Girls perform better (again) than boys for top A-level grades
Girls have extended their lead over boys in the top grades in this year’s A-level results, with female students overtaking their male counterparts for the first time in maths.
The proportion of girls who achieved an A grade or higher was 46.9% – 4.8 percentage points higher than boys at 42.1%, figures for England, Wales and Northern Ireland show.
This widens the gap between the genders since last year when female students led their male peers by 3.2 points. Boys briefly took the lead in 2017 and 2018 after a long period in which girls had been ahead.
In maths, female students overtook their male counterparts for the first time this year in the number of A*s – with 29.1% of girls achieving the top grade, compared with 28.5% of boys.
Hundreds of thousands of students have been awarded grades determined by their teachers, rather than exams, with pupils only assessed on what they have been taught during the pandemic.
Exam boards said that while it is difficult to know why female pupils have performed better than their male peers overall, there is evidence that girls often perform better in continuous assessment such as coursework.

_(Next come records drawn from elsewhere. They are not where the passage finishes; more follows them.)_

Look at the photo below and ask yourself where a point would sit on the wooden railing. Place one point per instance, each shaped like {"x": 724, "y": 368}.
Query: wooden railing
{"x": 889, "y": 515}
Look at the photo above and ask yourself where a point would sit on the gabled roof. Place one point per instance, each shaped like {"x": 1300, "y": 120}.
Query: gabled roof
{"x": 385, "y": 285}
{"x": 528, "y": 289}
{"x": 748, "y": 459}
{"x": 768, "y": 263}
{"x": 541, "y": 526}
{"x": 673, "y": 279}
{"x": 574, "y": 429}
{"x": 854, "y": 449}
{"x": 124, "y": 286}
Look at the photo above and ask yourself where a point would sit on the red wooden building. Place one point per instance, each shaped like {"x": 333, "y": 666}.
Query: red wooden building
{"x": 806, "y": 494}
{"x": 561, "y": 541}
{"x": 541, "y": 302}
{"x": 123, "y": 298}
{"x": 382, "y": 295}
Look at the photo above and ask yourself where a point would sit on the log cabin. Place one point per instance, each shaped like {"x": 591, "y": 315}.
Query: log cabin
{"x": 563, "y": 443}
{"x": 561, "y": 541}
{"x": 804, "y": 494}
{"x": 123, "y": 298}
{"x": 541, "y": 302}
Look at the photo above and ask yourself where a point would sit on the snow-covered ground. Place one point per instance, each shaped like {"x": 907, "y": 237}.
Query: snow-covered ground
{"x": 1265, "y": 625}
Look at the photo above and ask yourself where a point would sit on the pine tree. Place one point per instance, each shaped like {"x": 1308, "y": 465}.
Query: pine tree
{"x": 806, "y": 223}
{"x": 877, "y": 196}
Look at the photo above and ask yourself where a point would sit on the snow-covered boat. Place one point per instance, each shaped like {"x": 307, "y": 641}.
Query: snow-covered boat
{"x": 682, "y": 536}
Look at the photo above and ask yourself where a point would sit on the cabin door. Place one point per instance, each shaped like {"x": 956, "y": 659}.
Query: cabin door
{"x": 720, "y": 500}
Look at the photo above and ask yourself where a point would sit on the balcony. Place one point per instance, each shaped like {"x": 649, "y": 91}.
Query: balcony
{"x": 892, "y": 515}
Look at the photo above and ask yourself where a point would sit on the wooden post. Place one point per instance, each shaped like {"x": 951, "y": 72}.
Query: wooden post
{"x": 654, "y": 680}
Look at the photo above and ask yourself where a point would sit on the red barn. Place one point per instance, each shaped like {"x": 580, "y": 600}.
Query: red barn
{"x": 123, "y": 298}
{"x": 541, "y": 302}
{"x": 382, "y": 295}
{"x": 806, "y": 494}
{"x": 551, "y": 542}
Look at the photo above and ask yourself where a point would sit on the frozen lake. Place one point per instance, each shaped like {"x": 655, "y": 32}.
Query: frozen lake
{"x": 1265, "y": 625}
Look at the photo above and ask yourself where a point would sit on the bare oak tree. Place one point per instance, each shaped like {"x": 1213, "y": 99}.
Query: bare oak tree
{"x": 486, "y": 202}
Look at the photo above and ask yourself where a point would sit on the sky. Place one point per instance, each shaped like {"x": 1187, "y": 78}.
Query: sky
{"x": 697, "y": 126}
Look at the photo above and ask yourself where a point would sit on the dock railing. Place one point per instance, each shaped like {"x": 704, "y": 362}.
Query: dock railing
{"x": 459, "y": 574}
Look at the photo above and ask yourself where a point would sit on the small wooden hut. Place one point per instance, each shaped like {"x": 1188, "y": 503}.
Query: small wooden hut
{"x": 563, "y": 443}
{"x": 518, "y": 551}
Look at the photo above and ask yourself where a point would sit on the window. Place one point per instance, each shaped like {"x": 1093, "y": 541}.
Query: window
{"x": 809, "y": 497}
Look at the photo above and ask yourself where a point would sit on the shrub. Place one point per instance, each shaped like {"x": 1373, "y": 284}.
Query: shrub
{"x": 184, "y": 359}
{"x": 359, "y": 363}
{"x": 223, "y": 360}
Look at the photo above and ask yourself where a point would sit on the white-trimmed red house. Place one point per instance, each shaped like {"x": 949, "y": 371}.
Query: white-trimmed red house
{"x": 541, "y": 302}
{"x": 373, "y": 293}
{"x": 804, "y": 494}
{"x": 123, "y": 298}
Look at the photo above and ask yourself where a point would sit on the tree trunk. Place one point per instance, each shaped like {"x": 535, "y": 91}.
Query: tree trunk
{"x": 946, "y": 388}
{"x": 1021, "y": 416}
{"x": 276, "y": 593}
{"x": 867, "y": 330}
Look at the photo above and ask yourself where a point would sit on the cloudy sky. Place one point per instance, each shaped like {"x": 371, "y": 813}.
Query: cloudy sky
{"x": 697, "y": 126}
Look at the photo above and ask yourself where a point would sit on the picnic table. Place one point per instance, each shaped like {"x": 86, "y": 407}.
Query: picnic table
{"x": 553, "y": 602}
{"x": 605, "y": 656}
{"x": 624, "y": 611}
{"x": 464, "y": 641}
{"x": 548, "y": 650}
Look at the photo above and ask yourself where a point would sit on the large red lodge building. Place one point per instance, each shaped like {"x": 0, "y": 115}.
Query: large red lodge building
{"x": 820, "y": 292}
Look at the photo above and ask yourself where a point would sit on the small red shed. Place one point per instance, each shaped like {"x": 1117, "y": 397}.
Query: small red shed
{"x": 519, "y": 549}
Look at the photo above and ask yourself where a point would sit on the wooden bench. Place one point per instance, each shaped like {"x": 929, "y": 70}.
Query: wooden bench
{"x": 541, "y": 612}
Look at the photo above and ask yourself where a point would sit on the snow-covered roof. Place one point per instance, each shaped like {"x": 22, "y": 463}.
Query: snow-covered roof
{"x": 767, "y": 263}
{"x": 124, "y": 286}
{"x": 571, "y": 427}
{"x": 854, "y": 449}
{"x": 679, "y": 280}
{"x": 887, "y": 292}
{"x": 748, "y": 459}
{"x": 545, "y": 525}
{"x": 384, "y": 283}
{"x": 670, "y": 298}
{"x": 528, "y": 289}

Jill Duffy, chief executive of awarding body OCR, told a briefing with journalists that it was “very early to say exactly what the reasons are”.
She added: “Previous research has shown that girls tend to perform better in more continuous assessment, boys tend to pull it out of the bag, if you like, when they come to an exam.
“But we also know the pandemic has had wider impacts not just on education but also on mental health, and recent reports have suggested that has hit young men more than females.”
She added that the Joint Council for Qualifications (JCQ) does not publish data for students who identify as non-binary but “it is something the exam boards are continuing to work to support in the future”.